Monday, September 8, 2008


by Ed Latham

I was talking to some students last week during some of the "down time" that often pops up towards the end of many classroom experiences. The talk was very casual, I was an outsider, and this was the first time I had met these students. I simply asked "What are you good at?" and sat back and listened. You may want to try that with a group of kids you know, it can be fascinating to watch what happens and the discussion that comes out.

The short story is that many students, even the academically successful students, did not feel they were good at much other than getting in trouble or irritating adults or peers. After a few minutes of listening, I asked those that did not feel much worth why they felt that way. Every single one of them was able to share a quick story of adults and peers that have judged the student's value to be unsatisfactory, of poor quality, or just wrong. School is a place many come to learn about themselves and how they fit in. Unfortunately, a good sized chunk of the population find out more about what they are not good at rather than the positive.

Sir Ken Robinson has a 20 min talk at TED concerning these issues. His talk is more of an awareness that the problem exists. I did not come away from the video with a "Here is what we can do as a system to help address this valid concern." Instead, I saw the video as a challenge to each individual out there working with kids to at least keep these thoughts in the back of their mind as they go through the daily chaos we call our school day.

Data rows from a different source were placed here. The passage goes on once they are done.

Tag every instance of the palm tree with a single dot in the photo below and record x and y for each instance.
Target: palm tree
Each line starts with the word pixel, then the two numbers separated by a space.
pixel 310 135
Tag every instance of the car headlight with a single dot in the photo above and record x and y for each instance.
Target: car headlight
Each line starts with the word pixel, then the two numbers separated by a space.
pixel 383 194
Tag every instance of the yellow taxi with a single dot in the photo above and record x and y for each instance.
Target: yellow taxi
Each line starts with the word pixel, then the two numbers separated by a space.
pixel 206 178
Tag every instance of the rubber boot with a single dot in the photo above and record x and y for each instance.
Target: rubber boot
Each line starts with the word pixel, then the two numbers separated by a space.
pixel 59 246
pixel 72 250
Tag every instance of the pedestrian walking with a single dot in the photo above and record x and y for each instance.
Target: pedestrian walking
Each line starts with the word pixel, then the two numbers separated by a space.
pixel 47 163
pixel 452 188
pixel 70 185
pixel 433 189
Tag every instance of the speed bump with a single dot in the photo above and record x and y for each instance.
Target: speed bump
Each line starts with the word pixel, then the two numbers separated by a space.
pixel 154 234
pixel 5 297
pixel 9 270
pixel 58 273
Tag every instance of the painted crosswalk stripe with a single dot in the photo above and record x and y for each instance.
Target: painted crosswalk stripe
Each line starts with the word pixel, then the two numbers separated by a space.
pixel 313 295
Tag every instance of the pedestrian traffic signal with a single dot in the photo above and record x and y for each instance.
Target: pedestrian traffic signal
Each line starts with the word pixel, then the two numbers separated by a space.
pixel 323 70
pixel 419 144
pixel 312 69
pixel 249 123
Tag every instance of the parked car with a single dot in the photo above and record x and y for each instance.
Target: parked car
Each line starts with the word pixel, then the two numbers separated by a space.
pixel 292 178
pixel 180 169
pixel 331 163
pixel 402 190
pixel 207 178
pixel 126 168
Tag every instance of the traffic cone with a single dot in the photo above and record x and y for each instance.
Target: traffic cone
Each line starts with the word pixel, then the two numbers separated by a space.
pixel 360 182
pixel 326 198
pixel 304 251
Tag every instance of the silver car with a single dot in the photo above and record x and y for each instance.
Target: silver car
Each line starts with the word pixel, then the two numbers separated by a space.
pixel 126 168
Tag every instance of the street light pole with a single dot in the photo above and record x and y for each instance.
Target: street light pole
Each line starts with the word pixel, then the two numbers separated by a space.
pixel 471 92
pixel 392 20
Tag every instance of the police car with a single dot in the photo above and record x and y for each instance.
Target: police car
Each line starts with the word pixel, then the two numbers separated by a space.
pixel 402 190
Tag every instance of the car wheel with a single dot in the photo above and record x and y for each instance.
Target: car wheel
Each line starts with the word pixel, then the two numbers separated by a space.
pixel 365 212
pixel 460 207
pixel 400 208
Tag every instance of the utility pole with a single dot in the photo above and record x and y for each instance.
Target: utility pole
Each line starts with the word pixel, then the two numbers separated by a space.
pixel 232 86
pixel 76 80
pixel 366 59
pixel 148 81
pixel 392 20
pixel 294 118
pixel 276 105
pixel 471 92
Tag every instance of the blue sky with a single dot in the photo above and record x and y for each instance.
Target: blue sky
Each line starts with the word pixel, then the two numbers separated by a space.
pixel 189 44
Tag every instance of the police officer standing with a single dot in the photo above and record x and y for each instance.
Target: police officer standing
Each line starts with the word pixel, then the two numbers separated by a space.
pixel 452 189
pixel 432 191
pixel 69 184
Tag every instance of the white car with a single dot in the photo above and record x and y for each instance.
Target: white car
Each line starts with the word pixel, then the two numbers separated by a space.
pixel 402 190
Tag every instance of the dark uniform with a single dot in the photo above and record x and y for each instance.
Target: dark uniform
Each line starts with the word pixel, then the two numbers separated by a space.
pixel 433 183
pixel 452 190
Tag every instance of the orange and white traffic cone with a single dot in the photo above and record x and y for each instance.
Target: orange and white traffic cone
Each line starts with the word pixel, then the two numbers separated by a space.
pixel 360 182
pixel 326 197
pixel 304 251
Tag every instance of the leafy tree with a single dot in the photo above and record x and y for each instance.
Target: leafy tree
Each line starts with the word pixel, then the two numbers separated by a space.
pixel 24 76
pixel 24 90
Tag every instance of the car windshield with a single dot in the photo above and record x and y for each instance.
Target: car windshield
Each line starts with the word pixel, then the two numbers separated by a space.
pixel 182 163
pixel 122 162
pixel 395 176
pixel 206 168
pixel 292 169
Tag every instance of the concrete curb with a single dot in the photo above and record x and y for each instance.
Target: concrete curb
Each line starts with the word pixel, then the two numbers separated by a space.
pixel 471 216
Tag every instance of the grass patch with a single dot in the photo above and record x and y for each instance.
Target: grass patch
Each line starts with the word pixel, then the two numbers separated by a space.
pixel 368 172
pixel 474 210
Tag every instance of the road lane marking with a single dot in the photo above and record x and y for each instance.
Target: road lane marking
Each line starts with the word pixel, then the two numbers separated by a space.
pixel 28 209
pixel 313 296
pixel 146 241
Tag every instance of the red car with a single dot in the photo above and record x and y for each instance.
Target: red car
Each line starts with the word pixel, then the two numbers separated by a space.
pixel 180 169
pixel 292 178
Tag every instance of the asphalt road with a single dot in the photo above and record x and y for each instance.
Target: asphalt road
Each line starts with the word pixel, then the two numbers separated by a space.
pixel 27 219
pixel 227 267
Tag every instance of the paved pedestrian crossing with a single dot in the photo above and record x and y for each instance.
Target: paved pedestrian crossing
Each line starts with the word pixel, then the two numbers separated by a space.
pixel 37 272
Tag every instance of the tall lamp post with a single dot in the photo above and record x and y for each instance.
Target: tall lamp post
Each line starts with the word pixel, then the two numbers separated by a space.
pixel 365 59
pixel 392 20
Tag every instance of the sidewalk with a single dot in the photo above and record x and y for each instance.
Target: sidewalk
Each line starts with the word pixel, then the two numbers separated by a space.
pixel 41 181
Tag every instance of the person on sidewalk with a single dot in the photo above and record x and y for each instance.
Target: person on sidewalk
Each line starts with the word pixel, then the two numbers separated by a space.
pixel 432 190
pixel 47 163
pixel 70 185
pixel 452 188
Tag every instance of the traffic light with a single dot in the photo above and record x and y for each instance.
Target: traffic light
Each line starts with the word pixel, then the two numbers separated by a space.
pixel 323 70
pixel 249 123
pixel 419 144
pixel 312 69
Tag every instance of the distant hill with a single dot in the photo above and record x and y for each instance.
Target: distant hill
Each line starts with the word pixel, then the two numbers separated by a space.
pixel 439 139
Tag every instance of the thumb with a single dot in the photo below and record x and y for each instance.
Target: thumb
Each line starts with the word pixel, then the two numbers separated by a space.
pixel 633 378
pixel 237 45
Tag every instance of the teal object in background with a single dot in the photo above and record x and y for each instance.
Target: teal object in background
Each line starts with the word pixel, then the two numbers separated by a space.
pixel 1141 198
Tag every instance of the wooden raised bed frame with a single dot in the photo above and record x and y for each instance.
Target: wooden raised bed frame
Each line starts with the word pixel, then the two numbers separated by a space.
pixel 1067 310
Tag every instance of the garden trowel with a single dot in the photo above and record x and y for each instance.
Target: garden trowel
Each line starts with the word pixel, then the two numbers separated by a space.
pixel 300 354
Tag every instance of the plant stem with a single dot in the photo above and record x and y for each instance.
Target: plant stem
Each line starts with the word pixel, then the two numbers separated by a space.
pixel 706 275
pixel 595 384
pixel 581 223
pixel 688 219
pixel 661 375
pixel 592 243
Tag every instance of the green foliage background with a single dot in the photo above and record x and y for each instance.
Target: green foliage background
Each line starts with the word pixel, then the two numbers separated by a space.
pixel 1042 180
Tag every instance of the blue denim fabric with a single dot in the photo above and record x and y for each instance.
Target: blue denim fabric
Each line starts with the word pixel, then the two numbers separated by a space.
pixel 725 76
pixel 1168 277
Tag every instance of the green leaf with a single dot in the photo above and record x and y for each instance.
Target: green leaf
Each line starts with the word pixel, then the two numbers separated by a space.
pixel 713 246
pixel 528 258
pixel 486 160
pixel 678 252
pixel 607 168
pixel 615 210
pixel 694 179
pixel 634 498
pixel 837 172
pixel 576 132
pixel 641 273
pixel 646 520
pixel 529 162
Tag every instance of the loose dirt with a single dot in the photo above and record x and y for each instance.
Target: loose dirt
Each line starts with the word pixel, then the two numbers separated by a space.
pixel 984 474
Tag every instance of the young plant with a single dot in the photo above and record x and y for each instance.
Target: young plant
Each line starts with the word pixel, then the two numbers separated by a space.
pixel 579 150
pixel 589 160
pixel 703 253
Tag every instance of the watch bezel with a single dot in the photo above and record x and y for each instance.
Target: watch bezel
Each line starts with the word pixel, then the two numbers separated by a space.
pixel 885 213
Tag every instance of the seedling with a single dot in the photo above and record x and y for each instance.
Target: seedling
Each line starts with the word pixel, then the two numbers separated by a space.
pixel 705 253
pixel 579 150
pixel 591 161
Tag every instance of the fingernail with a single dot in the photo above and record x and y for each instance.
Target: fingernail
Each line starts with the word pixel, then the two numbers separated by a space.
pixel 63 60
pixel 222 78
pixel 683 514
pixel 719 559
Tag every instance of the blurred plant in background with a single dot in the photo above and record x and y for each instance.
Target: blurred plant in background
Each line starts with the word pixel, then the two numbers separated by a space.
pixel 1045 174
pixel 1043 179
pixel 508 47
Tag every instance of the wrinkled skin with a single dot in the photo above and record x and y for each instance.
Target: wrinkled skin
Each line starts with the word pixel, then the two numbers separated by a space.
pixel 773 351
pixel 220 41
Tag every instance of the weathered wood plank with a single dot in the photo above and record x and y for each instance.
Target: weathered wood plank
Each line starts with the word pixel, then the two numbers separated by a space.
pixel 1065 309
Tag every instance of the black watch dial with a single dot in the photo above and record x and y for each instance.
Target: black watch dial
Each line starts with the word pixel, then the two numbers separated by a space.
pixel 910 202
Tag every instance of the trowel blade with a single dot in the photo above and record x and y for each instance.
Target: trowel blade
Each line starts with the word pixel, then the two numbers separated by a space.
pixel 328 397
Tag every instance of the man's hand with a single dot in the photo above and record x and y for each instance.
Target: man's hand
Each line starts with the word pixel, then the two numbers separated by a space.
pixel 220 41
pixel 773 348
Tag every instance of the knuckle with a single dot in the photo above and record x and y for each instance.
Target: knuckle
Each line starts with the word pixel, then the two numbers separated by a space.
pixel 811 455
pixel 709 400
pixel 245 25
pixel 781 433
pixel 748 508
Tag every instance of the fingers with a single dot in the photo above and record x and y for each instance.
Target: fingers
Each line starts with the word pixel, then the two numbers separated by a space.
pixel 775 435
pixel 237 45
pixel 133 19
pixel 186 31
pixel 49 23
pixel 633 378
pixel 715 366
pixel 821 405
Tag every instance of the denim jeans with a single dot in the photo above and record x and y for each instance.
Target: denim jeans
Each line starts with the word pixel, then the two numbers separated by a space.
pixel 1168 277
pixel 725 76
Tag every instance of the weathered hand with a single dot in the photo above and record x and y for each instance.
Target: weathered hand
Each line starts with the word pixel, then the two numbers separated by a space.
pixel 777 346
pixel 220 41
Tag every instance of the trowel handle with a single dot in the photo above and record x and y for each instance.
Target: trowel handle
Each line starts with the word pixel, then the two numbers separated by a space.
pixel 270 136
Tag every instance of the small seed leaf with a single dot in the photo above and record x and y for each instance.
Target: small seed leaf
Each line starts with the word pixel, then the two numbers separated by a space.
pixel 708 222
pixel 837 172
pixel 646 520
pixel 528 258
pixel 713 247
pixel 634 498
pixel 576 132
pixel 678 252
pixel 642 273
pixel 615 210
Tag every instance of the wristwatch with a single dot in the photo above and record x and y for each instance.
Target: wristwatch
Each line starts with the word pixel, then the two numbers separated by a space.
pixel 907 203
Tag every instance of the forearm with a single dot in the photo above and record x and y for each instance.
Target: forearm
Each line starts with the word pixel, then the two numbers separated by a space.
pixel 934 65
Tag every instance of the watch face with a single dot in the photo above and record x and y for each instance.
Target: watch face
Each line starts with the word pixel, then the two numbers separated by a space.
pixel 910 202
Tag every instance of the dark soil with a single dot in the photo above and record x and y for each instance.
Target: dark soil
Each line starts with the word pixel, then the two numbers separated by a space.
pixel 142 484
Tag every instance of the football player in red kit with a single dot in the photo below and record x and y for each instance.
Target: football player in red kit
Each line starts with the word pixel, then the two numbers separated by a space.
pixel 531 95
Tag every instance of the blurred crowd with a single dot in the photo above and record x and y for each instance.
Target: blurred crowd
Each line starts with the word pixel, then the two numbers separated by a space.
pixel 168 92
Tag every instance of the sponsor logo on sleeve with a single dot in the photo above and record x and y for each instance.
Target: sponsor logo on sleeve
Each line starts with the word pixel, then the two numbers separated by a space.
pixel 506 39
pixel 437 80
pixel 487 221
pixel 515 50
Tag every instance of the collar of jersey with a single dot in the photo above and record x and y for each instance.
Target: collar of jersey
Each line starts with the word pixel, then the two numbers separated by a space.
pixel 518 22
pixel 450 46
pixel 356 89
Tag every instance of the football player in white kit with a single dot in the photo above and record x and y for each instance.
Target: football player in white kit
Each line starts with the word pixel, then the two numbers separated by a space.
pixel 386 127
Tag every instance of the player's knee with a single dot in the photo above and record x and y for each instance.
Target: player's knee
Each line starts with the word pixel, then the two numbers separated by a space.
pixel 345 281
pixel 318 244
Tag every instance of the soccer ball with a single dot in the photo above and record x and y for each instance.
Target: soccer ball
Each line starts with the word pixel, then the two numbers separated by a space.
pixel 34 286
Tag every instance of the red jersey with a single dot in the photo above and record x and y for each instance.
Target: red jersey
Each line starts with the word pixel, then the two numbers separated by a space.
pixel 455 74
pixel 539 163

Our schools were designed to get young students from point A to B and over time we have had many adaptations in the systems to try to allow for changes that are required. When you take something that works and keep adding on and adding on and modifying it over a hundred years, does it necessarily get better? Will it even accomplish it's original function as efficiently as it did "back in the day"?

With the pressures, tests, learning results and all of the other demons we face in our school lives, how are teachers finding opportunities to help students explore their creativity to find out what they are really good at. Trust me, when a student finds something he or she is good at, they will not need to hear it from you or even from a peer to know "I love this! I really like doing this!" Can people please share different ways Teachers/Schools/People are opening doors, rather than shutting out so many possibilities. Many adults and students can point to a time when he or she felt really good doing something only to be totally deflated by a simple careless or insensitive statement from a peer, a respected person or loved one. How are we helping people find those desires and helping to kindle those often tenuous fires that can one day burn so bright on their own, but for now, need nurturing to reach their potential?